In the past decade or so, in an effort to add Muslims to the mix, a new phrase has begun to enter to the discourse: “Abrahamic.” Perhaps future Americans will unselfconsciously refer to our country’s Abrahamic values. Who knows? Religion scholar Aaron Hughes (Rochester) apparently has doubts about the usefulness of the phrase, however, which he discusses in his recent book, Abrahamic Religions: On the Uses and Abuses of History (Oxford 2012). The publisher’s description follows:

Recently, the term “Abrahamic religions” has been used with exceeding frequency in the academy. We now regularly encounter academic books, conferences, and even positions (including endowed chairs) devoted to the so-called “Abrahamic religions.” But what exactly are “Abrahamic religions”? Although many perceive him as the common denominator of Judaism, Christianity, and Islam, Abraham remains deceptively out of reach. An ahistorical figure, some contend he holds the seeds for historical reconciliation. Touted as symbol of ecumenicism, Abraham can just as easily function as one of division and exclusivity. Like our understanding of Abraham, the category “Abrahamic religions” is vague and nebulous. In Abrahamic Religions, Aaron Hughes examines the creation and dissemination of this term.

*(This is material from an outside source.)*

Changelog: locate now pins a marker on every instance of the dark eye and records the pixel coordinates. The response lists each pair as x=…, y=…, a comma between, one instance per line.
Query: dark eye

Usually lost in contemporary discussions is a set of crucial questions: Where does the term “Abrahamic religions” derive? Who created it and for what purposes? What sort of intellectual work is it perceived to perform? Part genealogical and part analytical, this book seeks to raise and answer questions about the appropriateness and usefulness of employing “Abrahamic religions” as a vehicle for understanding and classifying data. In so doing, Abrahamic Religions can be taken as a case study that examines the construction of categories within the academic study of religion, showing how the categories we employ can become more an impediment than an expedient to understanding.